A circuit protected by a 1,200A circuit breaker had reached the design maximum of 960A. With 20% headroom, no new loads were added. But with harmonics, power factor, and other contributing problems (e.g., poorly maintained mechanical gear boxes), the load crept up past 1,200A. The breaker didn't trip, but the power monitor triggered an alert. The alert allowed for time to fix several overload problems and schedule breaker maintenance. Wisely, you rented a breaker test kit and tested the breaker after maintenance. It performed flawlessly.

Due to a design oversight, the circuit recently acquired a total load of 1,250A, but the breaker didn't trip. What might be wrong?
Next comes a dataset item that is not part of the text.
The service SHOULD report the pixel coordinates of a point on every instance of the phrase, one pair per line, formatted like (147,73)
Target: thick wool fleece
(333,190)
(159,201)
Trying to save money via self-servicing this breaker yet again could prove costly to the facility and even lethal to personnel. Replace this breaker ASAP.

The history indicates that the most likely cause of this repeat failure is lubrication error. That's probably an issue with all the other breakers. So the question you should be asking is, "What about all the other breakers?" The only reason you knew this breaker failed to open under overload was because your power monitor alerted you to the overload that was within the ampacity of the circuit.

A fault, however, can impose current far exceeding the circuit ampacity. You need reliable breaker protection when the fault occurs. A nonfunctional breaker in that condition sets the stage for disaster. Test every breaker, and review your breaker maintenance training and procedures.